Libre, reflecting the Koch brothers’ views, supports a broad overhaul of the immigration system, including a path to citizenship. It waged a campaign in support of the Senate’s 2013 immigration effort, including airing in excess of $1 million in television ads. Those positions have put the group at odds with many of the party’s grass-roots conservative voters.

But the group has also drawn the ire of some Hispanic and immigration advocacy groups by raising concerns about some of President Obama’s more sweeping executive actions on immigration, and by pouring money into House races to help defeat two Hispanic lawmakers — Pete P. Gallego of Texas and Joe Garcia of Florida, both Democrats — because they supported the president’s health care plan, among other issues Libre opposes.
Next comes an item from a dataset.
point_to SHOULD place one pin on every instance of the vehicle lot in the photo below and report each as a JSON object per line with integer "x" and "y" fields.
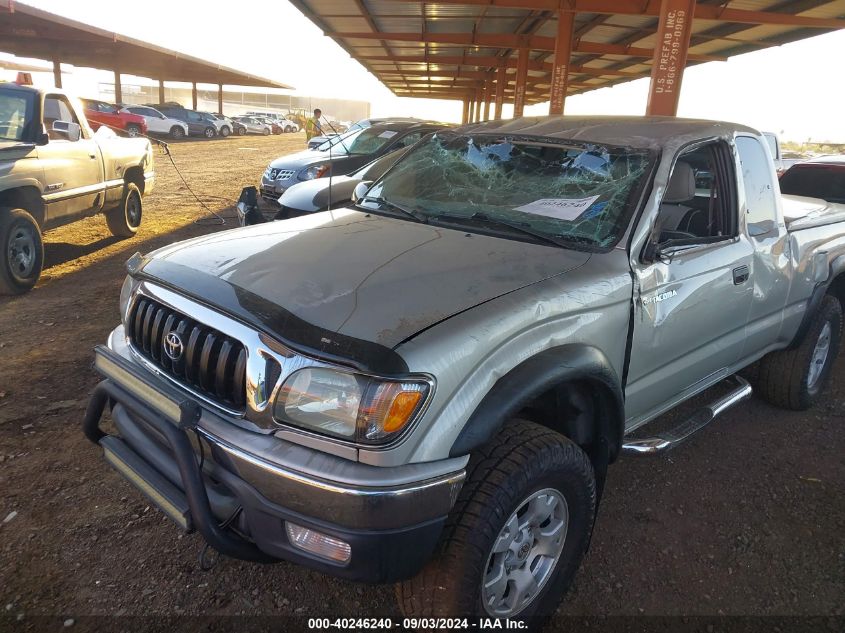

Craig Hughes, a Democratic strategist who managed Mr. Obama’s 2008 and 2012 campaigns in Colorado along with Senator Michael Bennet’s 2010 race there, said that while the group’s “potentially unlimited funds” from the Koch network were a source of worry for him, he thought the group would still have a tough time making its pitch to Hispanic voters.

“The question is, does an aggressive outreach and relationship-building program help them when their candidates are at such odds with the population?” Mr. Hughes said. “I am highly doubtful, but I never underestimate the impact of a massive amount of money in politics.”